See tridge's junkcode aio_uid.c program: http://samba.org/ftp/unpacked/junkcode/aio_uid.c that demonstrates the problem. Jeremy.
Created attachment 5242 [details] git-am format patch for 3.5.0. This has gone into master. Metze & Volker please review for 3.5.0. Jeremy.
Created attachment 5243 [details] git-am format patch for 3.4.6.
Created attachment 5244 [details] git-am format patch for 3.3.11.
Comment on attachment 5242 [details] git-am format patch for 3.5.0. It won't do any harm (I think) if it does not work right, I don't think we kill other processes out of the blue with this. Another question around this patch: Can we get rid of the become_root calls in message_notify() with this patch in? Volker
Only for Linux I think (get rid of the become_root() calls). So for portability I'd leave them. Also that's *way* more of a change than I'm prepared to make right now :-). Jeremy.
Re-assigning to Karolin for inclusion in 3.5.0, 3.4.6 and 3.3.11. Jeremy.
Pushed to all branches. Closing out bug report. Thanks!
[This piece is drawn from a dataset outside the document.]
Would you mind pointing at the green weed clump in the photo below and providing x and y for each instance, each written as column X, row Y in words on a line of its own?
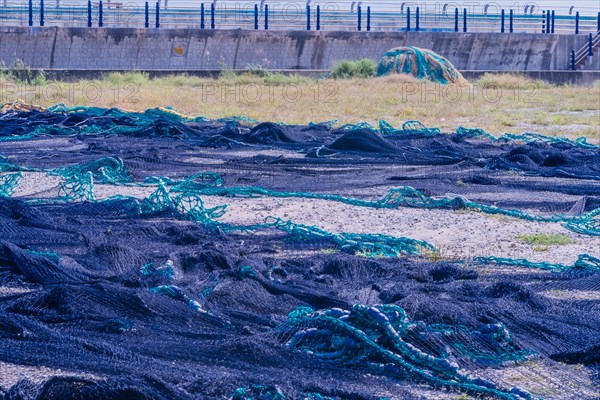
column 347, row 69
Just as a postmortem comment. This bug actually was already fixed by commits in master: d9f61dbdc91fae6560361f98d981b1f7bea80422 563a7ccdd9d23ffbd3195c8def82cd4d8d4cb0dc which changed us to use setreuid() in preference to setresuid(), and added become_root()/unbecome_root() pairs around the aio_read()/aio_write() calls. So this fix was unnecessary and simply caused a security hole. Damn :-(. Jeremy.